Recent work has extended the Columbia River Basalt Group to include the lavas of the Oregon Plateau and suggests that the oldest Columbia River flows (the Imnaha member) are coeval with the Steens Basalts of the Oregon Plateau. Half a dozen known volcanic sections on the Oregon Plateau preserve reverse to normal (R-N) geomagnetic polarity transitions and many others are likely to exist. Provided the Steens reversal (R-N) is typical (2-10 ky duration), it offers a means to precisely correlate these sections to construct the spatio-temporal history of early Yellowstone hotspot basaltic eruptions.
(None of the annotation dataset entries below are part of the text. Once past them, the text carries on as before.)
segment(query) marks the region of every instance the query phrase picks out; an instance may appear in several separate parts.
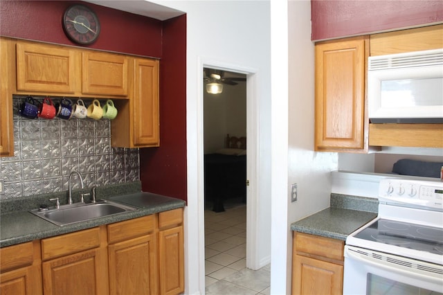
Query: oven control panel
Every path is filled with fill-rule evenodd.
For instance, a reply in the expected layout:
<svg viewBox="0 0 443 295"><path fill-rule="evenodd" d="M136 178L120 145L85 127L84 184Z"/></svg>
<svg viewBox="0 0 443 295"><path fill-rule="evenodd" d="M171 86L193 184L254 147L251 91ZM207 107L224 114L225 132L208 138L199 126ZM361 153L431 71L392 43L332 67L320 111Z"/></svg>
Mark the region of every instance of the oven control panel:
<svg viewBox="0 0 443 295"><path fill-rule="evenodd" d="M380 181L379 199L443 210L443 182L386 178Z"/></svg>

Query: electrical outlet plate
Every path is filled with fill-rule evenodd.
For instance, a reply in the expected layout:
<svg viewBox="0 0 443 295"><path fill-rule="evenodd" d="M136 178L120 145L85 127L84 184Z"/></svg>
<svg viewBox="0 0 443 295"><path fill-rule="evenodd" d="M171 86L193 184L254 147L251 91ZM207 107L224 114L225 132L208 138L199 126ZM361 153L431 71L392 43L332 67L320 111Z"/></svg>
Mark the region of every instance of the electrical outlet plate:
<svg viewBox="0 0 443 295"><path fill-rule="evenodd" d="M291 202L297 202L297 184L291 186Z"/></svg>

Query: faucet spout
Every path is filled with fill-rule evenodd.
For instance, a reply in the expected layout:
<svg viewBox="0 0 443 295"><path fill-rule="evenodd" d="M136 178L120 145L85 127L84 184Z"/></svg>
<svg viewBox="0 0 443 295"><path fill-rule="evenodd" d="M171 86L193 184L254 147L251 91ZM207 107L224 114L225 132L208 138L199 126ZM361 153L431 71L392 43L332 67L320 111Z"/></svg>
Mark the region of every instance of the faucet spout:
<svg viewBox="0 0 443 295"><path fill-rule="evenodd" d="M82 175L77 171L73 171L69 175L69 179L68 181L68 202L69 204L72 204L72 186L71 186L71 178L72 176L75 174L78 175L78 178L80 179L80 188L83 188L83 179L82 178Z"/></svg>

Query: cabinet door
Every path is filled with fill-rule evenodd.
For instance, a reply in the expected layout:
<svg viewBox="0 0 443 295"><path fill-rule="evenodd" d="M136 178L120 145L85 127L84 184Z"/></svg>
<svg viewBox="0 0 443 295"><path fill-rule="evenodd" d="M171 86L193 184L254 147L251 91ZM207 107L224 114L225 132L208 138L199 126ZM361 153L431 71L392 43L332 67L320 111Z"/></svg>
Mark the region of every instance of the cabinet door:
<svg viewBox="0 0 443 295"><path fill-rule="evenodd" d="M83 93L127 96L127 56L84 51L82 60Z"/></svg>
<svg viewBox="0 0 443 295"><path fill-rule="evenodd" d="M316 45L317 151L367 151L365 116L368 37Z"/></svg>
<svg viewBox="0 0 443 295"><path fill-rule="evenodd" d="M0 157L14 155L12 126L12 92L14 44L6 39L0 39Z"/></svg>
<svg viewBox="0 0 443 295"><path fill-rule="evenodd" d="M42 292L42 269L39 266L23 267L0 274L2 295L37 295Z"/></svg>
<svg viewBox="0 0 443 295"><path fill-rule="evenodd" d="M67 47L17 42L17 91L73 93L80 83L78 56Z"/></svg>
<svg viewBox="0 0 443 295"><path fill-rule="evenodd" d="M111 294L159 294L155 234L109 246Z"/></svg>
<svg viewBox="0 0 443 295"><path fill-rule="evenodd" d="M43 262L45 295L107 294L107 256L100 248Z"/></svg>
<svg viewBox="0 0 443 295"><path fill-rule="evenodd" d="M342 294L342 265L296 255L293 271L293 295Z"/></svg>
<svg viewBox="0 0 443 295"><path fill-rule="evenodd" d="M41 294L42 260L39 240L0 249L0 294Z"/></svg>
<svg viewBox="0 0 443 295"><path fill-rule="evenodd" d="M183 226L159 233L160 294L177 294L184 291Z"/></svg>
<svg viewBox="0 0 443 295"><path fill-rule="evenodd" d="M136 59L134 77L134 145L159 146L159 61Z"/></svg>

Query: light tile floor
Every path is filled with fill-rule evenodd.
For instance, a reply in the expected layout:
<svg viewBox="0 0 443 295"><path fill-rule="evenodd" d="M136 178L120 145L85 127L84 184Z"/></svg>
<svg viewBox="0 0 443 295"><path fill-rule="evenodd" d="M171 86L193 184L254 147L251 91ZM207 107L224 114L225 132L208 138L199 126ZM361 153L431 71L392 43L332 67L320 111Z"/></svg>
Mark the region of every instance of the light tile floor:
<svg viewBox="0 0 443 295"><path fill-rule="evenodd" d="M269 294L269 265L246 268L246 204L228 204L225 209L205 211L206 294Z"/></svg>

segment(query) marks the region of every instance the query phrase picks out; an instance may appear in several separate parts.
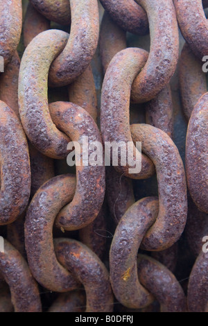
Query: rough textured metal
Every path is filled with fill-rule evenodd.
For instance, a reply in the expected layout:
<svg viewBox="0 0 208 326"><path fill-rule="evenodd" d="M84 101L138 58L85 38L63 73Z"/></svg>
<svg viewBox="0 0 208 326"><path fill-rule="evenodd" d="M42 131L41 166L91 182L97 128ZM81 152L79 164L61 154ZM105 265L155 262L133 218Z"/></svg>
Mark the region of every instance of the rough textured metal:
<svg viewBox="0 0 208 326"><path fill-rule="evenodd" d="M69 139L53 123L48 106L49 67L64 48L69 35L51 30L39 34L27 46L19 78L19 115L32 144L52 158L67 156Z"/></svg>
<svg viewBox="0 0 208 326"><path fill-rule="evenodd" d="M146 124L131 126L134 141L155 165L159 209L156 222L148 231L142 248L157 251L171 247L180 237L187 215L185 171L178 150L167 134Z"/></svg>
<svg viewBox="0 0 208 326"><path fill-rule="evenodd" d="M106 169L106 197L112 218L118 224L127 209L135 203L132 180L117 172L113 166Z"/></svg>
<svg viewBox="0 0 208 326"><path fill-rule="evenodd" d="M71 25L69 41L53 62L49 83L52 87L72 83L90 64L99 35L97 0L70 0Z"/></svg>
<svg viewBox="0 0 208 326"><path fill-rule="evenodd" d="M170 85L168 85L153 100L146 104L146 123L164 131L173 138L173 105Z"/></svg>
<svg viewBox="0 0 208 326"><path fill-rule="evenodd" d="M129 117L130 89L147 57L148 53L144 50L128 48L119 52L110 62L102 87L101 127L103 141L127 144L132 141ZM135 148L134 151L135 155ZM116 169L129 178L144 179L155 173L153 162L144 155L142 155L139 173L129 173L129 165L121 166L120 161L121 155L119 155L119 166Z"/></svg>
<svg viewBox="0 0 208 326"><path fill-rule="evenodd" d="M15 51L11 60L0 74L0 100L15 111L19 117L18 78L20 60Z"/></svg>
<svg viewBox="0 0 208 326"><path fill-rule="evenodd" d="M69 86L70 102L83 108L97 122L98 103L93 74L90 65Z"/></svg>
<svg viewBox="0 0 208 326"><path fill-rule="evenodd" d="M125 32L104 12L100 33L100 50L104 74L113 57L127 47Z"/></svg>
<svg viewBox="0 0 208 326"><path fill-rule="evenodd" d="M71 21L69 0L30 0L34 8L49 20L61 25Z"/></svg>
<svg viewBox="0 0 208 326"><path fill-rule="evenodd" d="M15 113L0 101L0 225L13 222L23 212L31 192L30 159L26 138Z"/></svg>
<svg viewBox="0 0 208 326"><path fill-rule="evenodd" d="M48 312L84 312L85 300L83 290L61 293L53 302Z"/></svg>
<svg viewBox="0 0 208 326"><path fill-rule="evenodd" d="M198 99L207 92L206 74L202 62L185 44L180 58L180 87L183 110L187 120Z"/></svg>
<svg viewBox="0 0 208 326"><path fill-rule="evenodd" d="M83 157L83 137L88 137L89 146L94 141L102 144L100 131L92 117L82 108L69 102L55 102L49 105L52 120L57 127L66 132L72 141L80 146ZM59 213L56 226L65 230L78 230L88 225L97 216L102 207L105 191L104 164L92 166L89 147L88 165L80 159L76 166L76 189L72 202ZM77 160L76 155L76 160ZM78 163L78 161L76 161Z"/></svg>
<svg viewBox="0 0 208 326"><path fill-rule="evenodd" d="M24 23L24 44L27 46L38 34L50 29L50 22L29 2Z"/></svg>
<svg viewBox="0 0 208 326"><path fill-rule="evenodd" d="M78 285L57 261L53 243L55 218L73 199L75 189L74 175L53 178L37 191L26 214L25 245L31 271L40 284L56 292L71 291Z"/></svg>
<svg viewBox="0 0 208 326"><path fill-rule="evenodd" d="M173 0L180 31L195 55L208 55L208 22L202 0Z"/></svg>
<svg viewBox="0 0 208 326"><path fill-rule="evenodd" d="M172 0L137 0L147 12L150 51L147 62L132 84L131 99L146 102L155 97L173 75L178 59L179 37Z"/></svg>
<svg viewBox="0 0 208 326"><path fill-rule="evenodd" d="M158 214L158 200L146 197L125 213L116 229L110 251L110 280L116 299L129 308L150 304L153 296L140 284L137 257L142 239Z"/></svg>
<svg viewBox="0 0 208 326"><path fill-rule="evenodd" d="M134 0L101 0L112 19L124 31L147 34L148 22L145 10Z"/></svg>
<svg viewBox="0 0 208 326"><path fill-rule="evenodd" d="M16 312L40 312L42 306L37 285L27 263L19 252L4 240L4 253L0 252L0 272L8 283Z"/></svg>
<svg viewBox="0 0 208 326"><path fill-rule="evenodd" d="M187 300L174 275L164 265L148 256L138 256L141 283L160 304L161 312L186 312Z"/></svg>
<svg viewBox="0 0 208 326"><path fill-rule="evenodd" d="M192 268L188 286L191 312L208 312L208 255L201 252Z"/></svg>
<svg viewBox="0 0 208 326"><path fill-rule="evenodd" d="M186 171L188 187L198 209L208 213L208 93L196 103L188 126Z"/></svg>
<svg viewBox="0 0 208 326"><path fill-rule="evenodd" d="M103 205L104 206L104 205ZM103 259L106 251L106 209L103 207L96 219L79 231L79 239Z"/></svg>
<svg viewBox="0 0 208 326"><path fill-rule="evenodd" d="M99 258L76 240L57 239L54 246L60 262L85 286L86 312L112 311L113 295L109 274Z"/></svg>
<svg viewBox="0 0 208 326"><path fill-rule="evenodd" d="M20 39L22 12L21 0L1 0L0 55L5 67L12 58Z"/></svg>

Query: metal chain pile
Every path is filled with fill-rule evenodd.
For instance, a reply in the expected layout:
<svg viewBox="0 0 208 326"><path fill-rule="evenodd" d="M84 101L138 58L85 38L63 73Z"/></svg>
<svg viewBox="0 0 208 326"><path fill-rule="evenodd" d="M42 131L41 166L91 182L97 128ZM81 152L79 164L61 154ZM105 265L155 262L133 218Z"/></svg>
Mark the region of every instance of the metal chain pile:
<svg viewBox="0 0 208 326"><path fill-rule="evenodd" d="M208 312L208 1L0 5L0 311Z"/></svg>

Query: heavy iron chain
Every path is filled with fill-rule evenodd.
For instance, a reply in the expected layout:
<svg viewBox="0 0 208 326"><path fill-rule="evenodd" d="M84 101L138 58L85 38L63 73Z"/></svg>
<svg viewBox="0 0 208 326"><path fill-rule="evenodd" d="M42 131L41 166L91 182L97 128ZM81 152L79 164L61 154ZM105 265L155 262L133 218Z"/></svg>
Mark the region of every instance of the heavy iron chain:
<svg viewBox="0 0 208 326"><path fill-rule="evenodd" d="M0 0L0 311L208 312L208 1L101 3ZM83 137L141 171L73 173Z"/></svg>

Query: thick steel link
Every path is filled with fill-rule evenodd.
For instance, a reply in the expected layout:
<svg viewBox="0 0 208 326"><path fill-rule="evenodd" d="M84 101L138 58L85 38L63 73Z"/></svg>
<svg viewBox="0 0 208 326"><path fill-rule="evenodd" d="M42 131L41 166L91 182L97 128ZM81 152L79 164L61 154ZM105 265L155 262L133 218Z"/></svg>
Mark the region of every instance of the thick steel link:
<svg viewBox="0 0 208 326"><path fill-rule="evenodd" d="M86 246L76 240L54 240L59 261L84 285L86 312L111 312L113 295L109 274L99 258Z"/></svg>
<svg viewBox="0 0 208 326"><path fill-rule="evenodd" d="M190 194L198 209L208 213L208 93L197 102L189 119L186 170Z"/></svg>
<svg viewBox="0 0 208 326"><path fill-rule="evenodd" d="M112 19L124 31L147 34L148 22L145 10L134 0L101 0Z"/></svg>
<svg viewBox="0 0 208 326"><path fill-rule="evenodd" d="M97 47L99 15L97 0L70 0L71 25L65 48L53 62L49 83L52 87L72 83L88 67Z"/></svg>
<svg viewBox="0 0 208 326"><path fill-rule="evenodd" d="M23 212L31 192L28 148L15 113L0 101L0 225L13 222Z"/></svg>
<svg viewBox="0 0 208 326"><path fill-rule="evenodd" d="M37 285L27 263L19 252L4 240L4 253L0 252L0 273L8 283L17 312L40 312L42 306Z"/></svg>

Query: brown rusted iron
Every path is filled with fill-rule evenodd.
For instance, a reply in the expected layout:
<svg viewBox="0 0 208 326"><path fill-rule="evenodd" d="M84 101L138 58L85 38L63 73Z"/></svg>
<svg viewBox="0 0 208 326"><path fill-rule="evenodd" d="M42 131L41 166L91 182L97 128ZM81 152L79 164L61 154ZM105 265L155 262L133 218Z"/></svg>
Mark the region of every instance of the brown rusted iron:
<svg viewBox="0 0 208 326"><path fill-rule="evenodd" d="M90 65L69 87L70 102L83 108L97 122L98 103L94 76Z"/></svg>
<svg viewBox="0 0 208 326"><path fill-rule="evenodd" d="M100 33L101 57L104 74L113 57L127 47L125 32L104 12Z"/></svg>
<svg viewBox="0 0 208 326"><path fill-rule="evenodd" d="M23 212L31 191L26 138L15 113L0 101L0 225L13 222Z"/></svg>
<svg viewBox="0 0 208 326"><path fill-rule="evenodd" d="M173 105L169 85L146 104L146 123L161 129L173 138Z"/></svg>
<svg viewBox="0 0 208 326"><path fill-rule="evenodd" d="M104 205L103 205L104 206ZM103 207L96 219L79 231L79 239L103 259L106 251L106 209Z"/></svg>
<svg viewBox="0 0 208 326"><path fill-rule="evenodd" d="M19 117L18 78L20 60L17 51L7 65L4 72L0 74L0 100L15 111Z"/></svg>
<svg viewBox="0 0 208 326"><path fill-rule="evenodd" d="M137 256L142 239L158 213L158 200L147 197L128 209L116 229L110 251L110 280L116 299L129 308L150 304L153 296L140 284Z"/></svg>
<svg viewBox="0 0 208 326"><path fill-rule="evenodd" d="M69 25L71 21L69 0L30 0L34 8L45 16L61 25Z"/></svg>
<svg viewBox="0 0 208 326"><path fill-rule="evenodd" d="M99 15L97 0L70 0L71 25L69 41L52 63L49 83L51 87L72 83L88 67L97 47Z"/></svg>
<svg viewBox="0 0 208 326"><path fill-rule="evenodd" d="M0 55L5 67L12 58L20 39L22 24L21 0L1 1Z"/></svg>
<svg viewBox="0 0 208 326"><path fill-rule="evenodd" d="M0 252L0 272L10 287L16 312L42 311L37 285L27 263L6 240L4 253Z"/></svg>
<svg viewBox="0 0 208 326"><path fill-rule="evenodd" d="M165 266L171 272L174 273L177 261L177 253L178 244L176 242L164 250L153 251L151 257Z"/></svg>
<svg viewBox="0 0 208 326"><path fill-rule="evenodd" d="M49 110L57 128L70 137L72 141L79 143L81 157L84 137L88 137L89 144L94 141L102 144L96 123L82 108L69 102L55 102L50 104ZM76 194L72 202L59 213L56 220L58 228L68 230L80 229L92 222L100 212L105 191L105 166L103 163L102 166L90 165L89 158L92 153L89 147L88 165L84 165L80 160L80 166L76 166Z"/></svg>
<svg viewBox="0 0 208 326"><path fill-rule="evenodd" d="M160 129L146 124L131 126L134 141L155 165L159 209L154 225L148 231L141 248L157 251L171 247L180 237L187 215L185 171L178 150Z"/></svg>
<svg viewBox="0 0 208 326"><path fill-rule="evenodd" d="M182 35L195 55L202 60L208 55L208 22L202 0L173 0L173 3Z"/></svg>
<svg viewBox="0 0 208 326"><path fill-rule="evenodd" d="M27 46L35 36L48 29L50 29L49 20L38 12L29 2L23 28L24 46Z"/></svg>
<svg viewBox="0 0 208 326"><path fill-rule="evenodd" d="M39 34L27 46L20 65L19 115L32 144L52 158L67 156L69 139L53 123L48 107L47 78L50 65L64 48L69 35L61 31Z"/></svg>
<svg viewBox="0 0 208 326"><path fill-rule="evenodd" d="M208 255L201 252L189 277L188 308L190 312L208 312Z"/></svg>
<svg viewBox="0 0 208 326"><path fill-rule="evenodd" d="M207 92L207 81L202 62L194 55L187 44L180 58L179 77L184 113L189 120L198 99Z"/></svg>
<svg viewBox="0 0 208 326"><path fill-rule="evenodd" d="M62 175L43 185L34 196L25 221L25 245L31 271L46 289L67 292L76 289L76 280L57 261L53 225L60 210L72 200L76 178Z"/></svg>
<svg viewBox="0 0 208 326"><path fill-rule="evenodd" d="M150 257L139 255L137 261L139 279L159 302L161 312L186 312L186 297L174 275Z"/></svg>
<svg viewBox="0 0 208 326"><path fill-rule="evenodd" d="M99 258L76 240L56 239L54 246L60 264L85 286L86 312L112 311L114 302L109 274Z"/></svg>
<svg viewBox="0 0 208 326"><path fill-rule="evenodd" d="M112 19L124 31L146 34L148 22L145 10L134 0L101 0Z"/></svg>
<svg viewBox="0 0 208 326"><path fill-rule="evenodd" d="M150 51L144 67L132 84L131 99L146 102L155 97L173 75L178 59L179 39L172 0L137 0L147 12Z"/></svg>
<svg viewBox="0 0 208 326"><path fill-rule="evenodd" d="M106 169L106 196L112 218L118 224L127 209L135 203L132 180L117 172L113 166Z"/></svg>
<svg viewBox="0 0 208 326"><path fill-rule="evenodd" d="M189 119L186 143L187 184L198 209L208 213L208 92L197 102Z"/></svg>
<svg viewBox="0 0 208 326"><path fill-rule="evenodd" d="M29 144L31 167L31 191L33 197L39 188L55 176L53 160L44 155Z"/></svg>
<svg viewBox="0 0 208 326"><path fill-rule="evenodd" d="M48 312L84 312L85 297L83 290L61 293L53 302Z"/></svg>
<svg viewBox="0 0 208 326"><path fill-rule="evenodd" d="M102 87L101 128L103 141L125 141L127 144L132 141L129 122L130 89L147 58L148 53L144 50L128 48L119 52L111 60ZM135 156L134 160L135 161ZM129 178L144 179L155 173L153 162L144 155L142 155L139 173L129 173L129 165L121 166L120 161L121 155L119 155L116 170Z"/></svg>

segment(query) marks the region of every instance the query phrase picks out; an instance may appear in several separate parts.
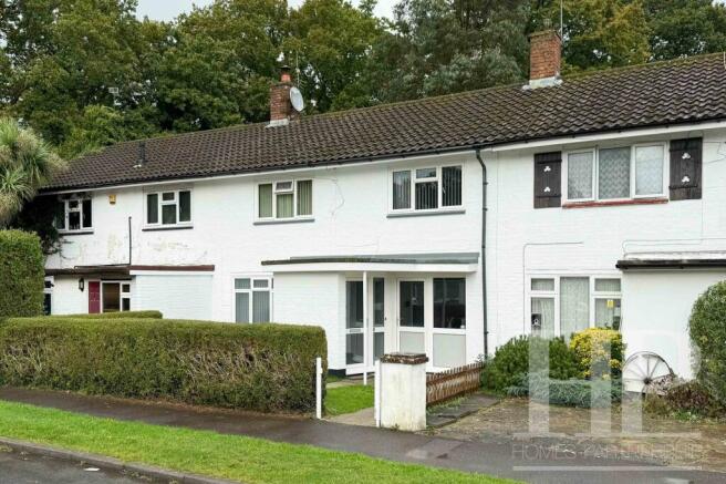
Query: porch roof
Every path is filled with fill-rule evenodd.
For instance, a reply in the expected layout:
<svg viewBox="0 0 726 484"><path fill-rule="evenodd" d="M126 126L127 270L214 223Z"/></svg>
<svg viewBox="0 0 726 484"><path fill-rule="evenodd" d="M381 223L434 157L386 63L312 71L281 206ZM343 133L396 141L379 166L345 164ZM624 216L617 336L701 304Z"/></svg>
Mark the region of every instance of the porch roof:
<svg viewBox="0 0 726 484"><path fill-rule="evenodd" d="M276 272L474 272L479 253L377 254L350 256L309 256L262 260Z"/></svg>

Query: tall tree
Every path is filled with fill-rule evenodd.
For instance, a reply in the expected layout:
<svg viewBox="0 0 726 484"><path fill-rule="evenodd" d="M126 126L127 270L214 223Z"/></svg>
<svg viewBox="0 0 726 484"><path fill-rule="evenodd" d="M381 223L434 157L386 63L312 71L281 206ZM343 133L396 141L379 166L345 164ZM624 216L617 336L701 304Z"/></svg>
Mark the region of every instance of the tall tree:
<svg viewBox="0 0 726 484"><path fill-rule="evenodd" d="M13 120L0 119L0 227L63 166L35 133Z"/></svg>

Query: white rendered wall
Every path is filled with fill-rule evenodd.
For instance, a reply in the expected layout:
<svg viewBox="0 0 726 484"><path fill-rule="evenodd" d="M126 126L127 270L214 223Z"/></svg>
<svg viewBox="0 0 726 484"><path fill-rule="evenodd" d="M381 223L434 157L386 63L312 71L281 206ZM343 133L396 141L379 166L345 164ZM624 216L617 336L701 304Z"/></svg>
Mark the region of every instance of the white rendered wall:
<svg viewBox="0 0 726 484"><path fill-rule="evenodd" d="M211 320L211 275L138 275L132 286L134 311L155 309L165 318Z"/></svg>
<svg viewBox="0 0 726 484"><path fill-rule="evenodd" d="M652 351L683 378L694 374L688 317L696 298L726 270L629 272L623 277L626 354Z"/></svg>
<svg viewBox="0 0 726 484"><path fill-rule="evenodd" d="M688 135L704 136L703 199L662 205L535 209L535 153L593 147L594 143L484 153L489 176L487 280L491 352L510 338L529 331L528 276L621 277L616 261L626 253L645 246L658 251L684 247L689 250L726 248L726 239L718 240L726 237L726 132L693 131ZM667 141L667 137L613 138L597 145L622 146L653 141ZM666 176L667 165L666 161ZM564 172L562 179L566 183ZM704 240L708 238L716 240ZM671 239L691 240L676 246L665 243ZM677 284L673 286L671 291L676 290ZM625 291L626 288L623 325L628 328L632 312L628 309L630 295ZM686 337L680 329L674 329L673 333Z"/></svg>

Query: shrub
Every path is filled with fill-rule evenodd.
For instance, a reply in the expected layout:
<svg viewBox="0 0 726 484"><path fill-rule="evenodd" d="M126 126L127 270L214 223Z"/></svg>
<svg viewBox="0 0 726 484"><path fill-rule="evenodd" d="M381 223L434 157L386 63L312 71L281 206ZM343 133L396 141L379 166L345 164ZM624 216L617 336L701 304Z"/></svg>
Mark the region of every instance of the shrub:
<svg viewBox="0 0 726 484"><path fill-rule="evenodd" d="M530 343L549 344L550 377L567 380L578 374L578 361L562 338L546 340L537 337L518 337L499 347L481 372L483 387L504 391L516 385L529 372Z"/></svg>
<svg viewBox="0 0 726 484"><path fill-rule="evenodd" d="M726 405L698 381L671 387L663 395L649 394L645 409L662 415L723 418Z"/></svg>
<svg viewBox="0 0 726 484"><path fill-rule="evenodd" d="M582 378L620 378L623 368L622 334L614 329L590 328L572 334L570 349Z"/></svg>
<svg viewBox="0 0 726 484"><path fill-rule="evenodd" d="M38 236L0 230L0 319L41 315L44 276Z"/></svg>
<svg viewBox="0 0 726 484"><path fill-rule="evenodd" d="M162 319L160 311L124 311L124 312L98 312L95 315L53 315L56 319Z"/></svg>
<svg viewBox="0 0 726 484"><path fill-rule="evenodd" d="M158 319L12 318L0 384L257 411L315 406L321 328Z"/></svg>
<svg viewBox="0 0 726 484"><path fill-rule="evenodd" d="M726 281L709 287L693 305L688 332L696 349L696 379L726 403Z"/></svg>
<svg viewBox="0 0 726 484"><path fill-rule="evenodd" d="M620 402L623 390L620 380L553 380L543 372L537 372L522 375L517 385L507 389L507 394L529 395L541 403L589 409Z"/></svg>

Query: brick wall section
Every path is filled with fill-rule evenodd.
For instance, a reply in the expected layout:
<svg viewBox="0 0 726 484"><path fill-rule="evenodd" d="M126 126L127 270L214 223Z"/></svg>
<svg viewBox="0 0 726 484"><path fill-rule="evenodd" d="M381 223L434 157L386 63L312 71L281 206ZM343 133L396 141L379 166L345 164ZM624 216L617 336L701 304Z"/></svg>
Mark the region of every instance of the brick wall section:
<svg viewBox="0 0 726 484"><path fill-rule="evenodd" d="M553 30L535 32L529 38L529 79L556 78L560 75L562 41Z"/></svg>

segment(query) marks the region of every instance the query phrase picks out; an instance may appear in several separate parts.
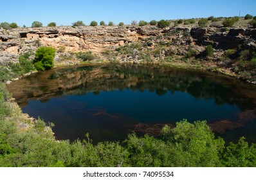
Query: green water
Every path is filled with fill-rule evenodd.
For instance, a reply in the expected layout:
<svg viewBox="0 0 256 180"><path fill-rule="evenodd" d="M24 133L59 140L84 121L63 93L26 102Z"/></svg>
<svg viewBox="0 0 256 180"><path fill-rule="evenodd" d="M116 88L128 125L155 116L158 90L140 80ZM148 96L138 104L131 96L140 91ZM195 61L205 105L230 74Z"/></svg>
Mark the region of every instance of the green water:
<svg viewBox="0 0 256 180"><path fill-rule="evenodd" d="M187 118L206 120L228 141L256 141L253 86L205 71L149 66L86 65L39 72L8 86L24 113L55 123L57 139L117 141L158 136ZM17 89L22 89L17 91Z"/></svg>

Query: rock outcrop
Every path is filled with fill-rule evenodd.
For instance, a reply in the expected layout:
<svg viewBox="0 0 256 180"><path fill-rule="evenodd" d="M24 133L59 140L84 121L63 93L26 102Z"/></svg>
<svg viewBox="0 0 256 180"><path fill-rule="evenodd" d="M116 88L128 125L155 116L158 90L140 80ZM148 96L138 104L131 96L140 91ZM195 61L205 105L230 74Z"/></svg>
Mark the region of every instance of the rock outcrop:
<svg viewBox="0 0 256 180"><path fill-rule="evenodd" d="M160 37L163 42L172 42L171 51L180 55L186 54L191 45L199 52L208 44L220 50L240 44L256 49L255 29L175 27L163 30L155 26L17 28L0 32L0 63L16 62L19 53L35 51L41 45L51 46L57 51L62 48L66 53L91 51L100 57L106 50L138 41L147 42L149 47L154 48Z"/></svg>

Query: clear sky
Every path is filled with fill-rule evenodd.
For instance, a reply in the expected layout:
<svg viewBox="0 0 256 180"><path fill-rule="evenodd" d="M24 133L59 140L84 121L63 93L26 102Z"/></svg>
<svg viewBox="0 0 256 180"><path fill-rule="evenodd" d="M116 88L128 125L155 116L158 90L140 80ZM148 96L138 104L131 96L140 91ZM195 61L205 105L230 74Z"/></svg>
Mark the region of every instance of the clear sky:
<svg viewBox="0 0 256 180"><path fill-rule="evenodd" d="M133 20L150 21L196 17L256 15L256 0L1 0L0 22L31 26L35 21L44 26L71 25L82 21L106 24Z"/></svg>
This is particularly useful during the voluminous Steens eruptions because no ash layers exist as regional markers. We have determined the age of plagioclase separates from two transitional flows from the type section at Steens Mountain (SM) to be 16.69 ± 0.19 Ma and 16.48 ± 0.18 Ma. Because the Earth's magnetic field reversed rapidly during this time, with less than 200 ky occurring between some R-N transitions, precise ages are needed to be certain a particular R-N transition is indeed the Steens reversal. Similarities of transitional magnetic field behavior are also used to strengthen claims of equivalency, but some similarities may be misleading due to the presence of persistent dipole or nondipole transitional fields. For example, sections in the Santa Rosa Range (120 km SW of SM), and the Sheep Creek Range (250 km SE of SM) record reversals that resemble that from SM, but yield preliminary ages (unpublished data, and John et al., 2000) that suggest they record earlier and later reversals, respectively. On the other hand, a comparison our highly detailed paleomagnetic study of the reversal path found at Catlow Peak (70km SSE of SM) to the detailed Steens Mountain reversal record strongly suggests the two reversals are the same. Preliminary ages of plagioclase separates from normally magnetized rocks at Summit Springs 60km NNE of SM (17.0 ± 0.2 Ma) and the reversely magnetized rocks at Pueblo Mountains 60km S of SM (16.7 ± 0.4 Ma) suggest these sections are also coeval with the Steens reversal. However, work that is in progress (involving additional rock-age determinations and further analysis and data reduction that will increase precision) is needed to definitively correlate these sections.